I want to extract everything but a pattern and return this concetenated in a string.
我试图将str_extract_all与sapply和cat结合在一起
I tried to combine str_extract_all together with sapply and cat
x = c("a_1","a_20","a_40","a_30","a_28")
data <- tibble(age = x)
# extracting just the first pattern is easy
data %>%
mutate(age_new = str_extract(age,"[^a_]"))
# combining str_extract_all and sapply doesnt work
data %>%
mutate(age_new = sapply(str_extract_all(x,"[^a_]"),function(x) cat(x,sep="")))
class(str_extract_all(x,"[^a_]"))
sapply(str_extract_all(x,"[^a_]"),function(x) cat(x,sep=""))
返回NULL代替串联模式
Returns NULL instead of concatenated patterns
推荐答案
代替 cat
,我们可以使用粘贴
。
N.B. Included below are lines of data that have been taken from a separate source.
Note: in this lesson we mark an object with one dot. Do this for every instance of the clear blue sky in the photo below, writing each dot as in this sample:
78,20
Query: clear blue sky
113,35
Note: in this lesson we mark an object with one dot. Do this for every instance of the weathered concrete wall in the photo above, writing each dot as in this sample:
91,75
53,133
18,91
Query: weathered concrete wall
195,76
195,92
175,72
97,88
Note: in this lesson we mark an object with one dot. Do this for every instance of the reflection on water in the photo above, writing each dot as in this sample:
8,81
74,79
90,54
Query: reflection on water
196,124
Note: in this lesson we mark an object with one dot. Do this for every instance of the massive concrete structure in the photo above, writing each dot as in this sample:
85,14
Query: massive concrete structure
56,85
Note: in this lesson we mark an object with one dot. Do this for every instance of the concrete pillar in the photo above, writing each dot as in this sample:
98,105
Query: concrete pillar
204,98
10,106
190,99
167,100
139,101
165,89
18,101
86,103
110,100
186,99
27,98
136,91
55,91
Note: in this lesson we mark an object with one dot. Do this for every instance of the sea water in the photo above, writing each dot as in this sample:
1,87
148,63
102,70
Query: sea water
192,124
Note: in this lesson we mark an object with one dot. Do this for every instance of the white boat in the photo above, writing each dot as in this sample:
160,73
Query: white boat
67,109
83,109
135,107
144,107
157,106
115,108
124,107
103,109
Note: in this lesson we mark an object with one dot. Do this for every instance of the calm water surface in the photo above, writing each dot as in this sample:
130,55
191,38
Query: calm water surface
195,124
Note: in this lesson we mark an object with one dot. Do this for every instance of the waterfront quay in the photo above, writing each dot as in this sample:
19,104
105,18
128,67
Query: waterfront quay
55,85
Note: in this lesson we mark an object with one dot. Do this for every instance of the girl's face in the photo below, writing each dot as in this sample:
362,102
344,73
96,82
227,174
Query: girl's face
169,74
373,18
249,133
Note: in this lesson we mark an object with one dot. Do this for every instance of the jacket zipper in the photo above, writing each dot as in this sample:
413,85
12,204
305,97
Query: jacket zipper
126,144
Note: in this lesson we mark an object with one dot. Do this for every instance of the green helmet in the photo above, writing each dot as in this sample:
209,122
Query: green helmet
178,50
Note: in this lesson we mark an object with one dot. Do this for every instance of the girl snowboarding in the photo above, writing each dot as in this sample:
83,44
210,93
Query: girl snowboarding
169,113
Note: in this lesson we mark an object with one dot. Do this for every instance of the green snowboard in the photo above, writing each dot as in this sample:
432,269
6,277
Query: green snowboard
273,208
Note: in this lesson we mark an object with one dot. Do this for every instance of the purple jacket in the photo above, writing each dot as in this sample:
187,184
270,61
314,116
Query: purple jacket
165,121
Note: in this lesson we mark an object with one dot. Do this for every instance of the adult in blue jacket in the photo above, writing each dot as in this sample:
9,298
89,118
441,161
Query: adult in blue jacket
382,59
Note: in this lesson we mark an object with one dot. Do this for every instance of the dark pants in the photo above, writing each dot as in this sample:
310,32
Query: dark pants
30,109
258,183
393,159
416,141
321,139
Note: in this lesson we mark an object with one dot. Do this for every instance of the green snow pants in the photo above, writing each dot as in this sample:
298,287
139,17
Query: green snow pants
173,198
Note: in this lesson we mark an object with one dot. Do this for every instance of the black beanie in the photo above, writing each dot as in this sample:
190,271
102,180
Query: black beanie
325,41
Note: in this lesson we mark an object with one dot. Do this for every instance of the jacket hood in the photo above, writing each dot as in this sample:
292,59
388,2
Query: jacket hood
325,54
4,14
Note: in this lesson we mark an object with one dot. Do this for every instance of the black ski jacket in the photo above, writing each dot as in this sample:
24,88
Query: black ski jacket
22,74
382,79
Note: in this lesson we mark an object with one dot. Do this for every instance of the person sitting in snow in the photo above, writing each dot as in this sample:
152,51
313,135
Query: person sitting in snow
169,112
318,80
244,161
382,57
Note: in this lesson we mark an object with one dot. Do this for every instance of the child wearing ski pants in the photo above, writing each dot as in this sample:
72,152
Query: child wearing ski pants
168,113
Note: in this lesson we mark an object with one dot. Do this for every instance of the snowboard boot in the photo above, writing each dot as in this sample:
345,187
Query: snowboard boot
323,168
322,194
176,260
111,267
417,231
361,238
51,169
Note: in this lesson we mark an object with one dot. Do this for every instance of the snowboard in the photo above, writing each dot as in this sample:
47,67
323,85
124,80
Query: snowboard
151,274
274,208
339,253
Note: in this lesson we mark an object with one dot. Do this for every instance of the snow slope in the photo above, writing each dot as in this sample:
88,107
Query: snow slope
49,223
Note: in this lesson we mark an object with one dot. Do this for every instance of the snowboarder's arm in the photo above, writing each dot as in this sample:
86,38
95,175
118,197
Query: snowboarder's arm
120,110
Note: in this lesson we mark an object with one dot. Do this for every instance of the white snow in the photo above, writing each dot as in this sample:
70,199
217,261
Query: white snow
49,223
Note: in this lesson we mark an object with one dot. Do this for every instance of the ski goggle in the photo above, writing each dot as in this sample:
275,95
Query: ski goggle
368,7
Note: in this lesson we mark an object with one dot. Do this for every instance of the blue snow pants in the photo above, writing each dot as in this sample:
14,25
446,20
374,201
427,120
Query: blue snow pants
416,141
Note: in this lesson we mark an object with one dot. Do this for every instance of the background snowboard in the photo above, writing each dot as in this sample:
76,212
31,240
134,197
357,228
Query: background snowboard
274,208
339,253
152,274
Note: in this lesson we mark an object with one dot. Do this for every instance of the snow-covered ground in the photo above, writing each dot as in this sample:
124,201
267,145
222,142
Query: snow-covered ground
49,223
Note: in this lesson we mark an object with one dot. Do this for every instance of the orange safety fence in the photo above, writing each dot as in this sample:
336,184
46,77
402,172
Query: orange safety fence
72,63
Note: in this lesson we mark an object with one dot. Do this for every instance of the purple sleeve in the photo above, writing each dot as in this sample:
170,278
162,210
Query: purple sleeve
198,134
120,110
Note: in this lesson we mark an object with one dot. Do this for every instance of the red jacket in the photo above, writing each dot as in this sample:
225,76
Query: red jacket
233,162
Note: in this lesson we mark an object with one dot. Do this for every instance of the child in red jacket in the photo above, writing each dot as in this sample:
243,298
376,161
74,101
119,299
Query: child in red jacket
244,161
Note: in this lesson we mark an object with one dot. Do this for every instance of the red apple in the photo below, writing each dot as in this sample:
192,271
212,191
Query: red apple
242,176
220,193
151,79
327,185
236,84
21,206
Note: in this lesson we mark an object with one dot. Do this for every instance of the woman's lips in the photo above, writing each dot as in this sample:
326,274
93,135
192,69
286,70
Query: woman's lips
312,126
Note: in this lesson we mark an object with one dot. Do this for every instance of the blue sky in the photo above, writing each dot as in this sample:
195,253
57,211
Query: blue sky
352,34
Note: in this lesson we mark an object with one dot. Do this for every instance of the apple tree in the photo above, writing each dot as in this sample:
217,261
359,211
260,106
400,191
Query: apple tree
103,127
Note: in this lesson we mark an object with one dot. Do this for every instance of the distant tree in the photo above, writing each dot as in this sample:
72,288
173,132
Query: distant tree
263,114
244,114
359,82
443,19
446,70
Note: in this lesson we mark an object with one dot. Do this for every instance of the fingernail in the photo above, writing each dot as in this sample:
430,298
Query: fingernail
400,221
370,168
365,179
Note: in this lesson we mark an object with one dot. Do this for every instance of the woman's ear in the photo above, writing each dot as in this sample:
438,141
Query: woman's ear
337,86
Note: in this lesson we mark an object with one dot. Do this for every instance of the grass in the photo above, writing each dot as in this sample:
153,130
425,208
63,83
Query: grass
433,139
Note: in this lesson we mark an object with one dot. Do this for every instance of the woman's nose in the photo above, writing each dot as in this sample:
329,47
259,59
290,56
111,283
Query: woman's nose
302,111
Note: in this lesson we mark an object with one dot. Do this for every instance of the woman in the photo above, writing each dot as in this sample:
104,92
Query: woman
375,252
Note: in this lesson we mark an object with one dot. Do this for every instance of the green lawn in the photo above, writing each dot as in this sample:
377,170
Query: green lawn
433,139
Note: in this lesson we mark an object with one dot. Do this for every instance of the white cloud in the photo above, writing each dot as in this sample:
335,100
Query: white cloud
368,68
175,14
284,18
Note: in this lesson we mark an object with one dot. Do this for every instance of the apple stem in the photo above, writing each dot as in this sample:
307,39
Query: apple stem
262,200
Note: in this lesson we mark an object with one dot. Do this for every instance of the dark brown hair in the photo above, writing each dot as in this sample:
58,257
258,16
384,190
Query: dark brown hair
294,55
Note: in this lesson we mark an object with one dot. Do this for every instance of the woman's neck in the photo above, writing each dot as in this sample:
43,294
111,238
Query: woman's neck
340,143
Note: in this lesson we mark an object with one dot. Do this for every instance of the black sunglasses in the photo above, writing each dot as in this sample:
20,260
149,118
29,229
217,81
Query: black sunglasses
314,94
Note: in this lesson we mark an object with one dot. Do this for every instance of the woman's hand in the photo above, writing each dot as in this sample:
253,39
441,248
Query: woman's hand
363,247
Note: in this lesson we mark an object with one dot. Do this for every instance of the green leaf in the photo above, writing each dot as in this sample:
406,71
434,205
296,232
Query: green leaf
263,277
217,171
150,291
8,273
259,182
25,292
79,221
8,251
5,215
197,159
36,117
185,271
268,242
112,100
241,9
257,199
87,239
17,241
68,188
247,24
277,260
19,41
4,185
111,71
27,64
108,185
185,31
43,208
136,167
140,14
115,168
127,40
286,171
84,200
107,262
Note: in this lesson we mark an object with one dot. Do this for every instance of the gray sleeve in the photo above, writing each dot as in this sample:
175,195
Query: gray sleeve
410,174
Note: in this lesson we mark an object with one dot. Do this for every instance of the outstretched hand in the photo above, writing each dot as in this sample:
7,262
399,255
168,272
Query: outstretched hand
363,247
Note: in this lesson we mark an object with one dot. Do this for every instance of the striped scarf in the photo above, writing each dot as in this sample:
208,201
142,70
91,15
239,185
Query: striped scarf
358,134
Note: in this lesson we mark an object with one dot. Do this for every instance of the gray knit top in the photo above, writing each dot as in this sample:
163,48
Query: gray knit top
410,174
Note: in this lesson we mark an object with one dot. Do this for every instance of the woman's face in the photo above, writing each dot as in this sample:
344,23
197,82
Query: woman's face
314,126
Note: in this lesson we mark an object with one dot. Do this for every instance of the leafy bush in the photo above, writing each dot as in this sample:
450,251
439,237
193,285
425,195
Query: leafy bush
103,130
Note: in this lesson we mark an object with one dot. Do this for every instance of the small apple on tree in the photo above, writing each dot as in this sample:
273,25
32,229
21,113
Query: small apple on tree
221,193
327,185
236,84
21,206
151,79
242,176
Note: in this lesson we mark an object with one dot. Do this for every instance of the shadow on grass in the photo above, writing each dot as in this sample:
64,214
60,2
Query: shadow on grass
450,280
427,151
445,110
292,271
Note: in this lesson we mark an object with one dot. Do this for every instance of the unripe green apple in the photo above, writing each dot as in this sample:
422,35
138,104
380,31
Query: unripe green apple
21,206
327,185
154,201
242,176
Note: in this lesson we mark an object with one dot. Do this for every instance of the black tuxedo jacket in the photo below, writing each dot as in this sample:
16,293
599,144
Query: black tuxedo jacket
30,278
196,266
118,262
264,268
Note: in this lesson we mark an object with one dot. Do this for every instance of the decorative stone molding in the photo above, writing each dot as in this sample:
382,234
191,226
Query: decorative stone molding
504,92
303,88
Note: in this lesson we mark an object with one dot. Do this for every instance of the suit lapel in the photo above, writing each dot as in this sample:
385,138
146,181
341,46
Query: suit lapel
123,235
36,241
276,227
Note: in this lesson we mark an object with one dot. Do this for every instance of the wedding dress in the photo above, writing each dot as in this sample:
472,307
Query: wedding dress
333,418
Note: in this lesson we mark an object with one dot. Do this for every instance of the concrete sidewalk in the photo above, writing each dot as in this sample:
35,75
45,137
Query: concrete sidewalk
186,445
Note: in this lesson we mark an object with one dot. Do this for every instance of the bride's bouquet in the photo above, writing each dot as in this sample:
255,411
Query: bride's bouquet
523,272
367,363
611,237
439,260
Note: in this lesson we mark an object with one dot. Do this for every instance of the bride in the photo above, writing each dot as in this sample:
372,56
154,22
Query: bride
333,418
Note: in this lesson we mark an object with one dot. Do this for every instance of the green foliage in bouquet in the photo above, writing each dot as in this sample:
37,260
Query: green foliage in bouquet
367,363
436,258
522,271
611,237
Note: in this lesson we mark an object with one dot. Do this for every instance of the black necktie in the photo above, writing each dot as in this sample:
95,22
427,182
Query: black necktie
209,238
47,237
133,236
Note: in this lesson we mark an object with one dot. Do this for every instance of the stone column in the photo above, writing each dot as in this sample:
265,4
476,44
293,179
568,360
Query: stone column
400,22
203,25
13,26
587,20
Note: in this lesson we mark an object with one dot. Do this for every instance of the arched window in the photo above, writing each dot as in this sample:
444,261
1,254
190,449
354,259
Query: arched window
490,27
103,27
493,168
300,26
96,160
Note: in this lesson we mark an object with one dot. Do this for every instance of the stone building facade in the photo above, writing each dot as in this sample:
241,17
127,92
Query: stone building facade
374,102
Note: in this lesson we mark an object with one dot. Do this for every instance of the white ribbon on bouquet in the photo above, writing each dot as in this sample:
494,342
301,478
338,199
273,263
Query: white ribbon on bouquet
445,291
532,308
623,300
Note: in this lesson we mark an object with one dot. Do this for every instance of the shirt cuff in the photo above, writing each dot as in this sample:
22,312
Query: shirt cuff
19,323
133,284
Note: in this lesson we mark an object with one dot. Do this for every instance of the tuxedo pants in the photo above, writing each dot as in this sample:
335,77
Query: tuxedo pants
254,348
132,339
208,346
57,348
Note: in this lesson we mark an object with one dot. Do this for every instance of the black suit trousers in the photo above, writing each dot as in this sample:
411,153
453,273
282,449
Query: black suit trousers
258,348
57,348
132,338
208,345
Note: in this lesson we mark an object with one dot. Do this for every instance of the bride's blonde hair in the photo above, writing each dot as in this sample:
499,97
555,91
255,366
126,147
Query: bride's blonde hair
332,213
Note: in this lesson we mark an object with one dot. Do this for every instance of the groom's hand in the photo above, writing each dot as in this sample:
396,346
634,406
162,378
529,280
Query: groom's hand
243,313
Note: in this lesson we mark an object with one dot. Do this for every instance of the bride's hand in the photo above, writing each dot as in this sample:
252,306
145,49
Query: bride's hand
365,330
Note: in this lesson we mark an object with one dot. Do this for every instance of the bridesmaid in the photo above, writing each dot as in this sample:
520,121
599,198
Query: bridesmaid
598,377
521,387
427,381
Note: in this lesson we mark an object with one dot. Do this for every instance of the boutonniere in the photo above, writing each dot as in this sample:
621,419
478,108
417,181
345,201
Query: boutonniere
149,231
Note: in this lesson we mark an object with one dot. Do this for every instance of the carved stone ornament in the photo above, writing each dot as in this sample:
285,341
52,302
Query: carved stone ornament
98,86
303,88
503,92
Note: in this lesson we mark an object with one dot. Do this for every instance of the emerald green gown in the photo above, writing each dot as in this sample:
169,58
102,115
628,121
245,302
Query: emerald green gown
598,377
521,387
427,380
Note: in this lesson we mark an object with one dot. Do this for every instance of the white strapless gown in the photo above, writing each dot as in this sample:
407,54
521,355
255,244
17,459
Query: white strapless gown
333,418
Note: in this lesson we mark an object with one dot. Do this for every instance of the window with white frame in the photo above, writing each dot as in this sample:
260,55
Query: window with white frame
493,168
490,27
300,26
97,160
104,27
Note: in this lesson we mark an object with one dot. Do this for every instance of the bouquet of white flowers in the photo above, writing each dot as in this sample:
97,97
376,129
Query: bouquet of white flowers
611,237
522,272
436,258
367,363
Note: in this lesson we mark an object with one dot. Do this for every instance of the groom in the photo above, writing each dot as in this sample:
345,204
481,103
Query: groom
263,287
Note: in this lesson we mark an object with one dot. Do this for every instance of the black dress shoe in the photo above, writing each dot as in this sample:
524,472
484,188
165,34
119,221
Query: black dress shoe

另外,使用 tidyverse
,可以使用 map
和 str_c
(代替粘贴
-来自 stringr
)
Instead of cat
, we can use paste
. Also, with tidyverse
, can make use of map
and str_c
(in place of paste
- from stringr
)
library(tidyverse)
data %>%
mutate(age_new = map_chr(str_extract_all(x, "[^a_]+"), ~ str_c(.x, collapse="")))
使用OP的代码
using `OP's code
data %>%
mutate(age_new = sapply(str_extract_all(x,"[^a_]"),
function(x) paste(x,collapse="")))
< hr>
如果打算获取数字
If the intention is to get the numbers
library(readr)
data %>%
mutate(age_new = parse_number(x))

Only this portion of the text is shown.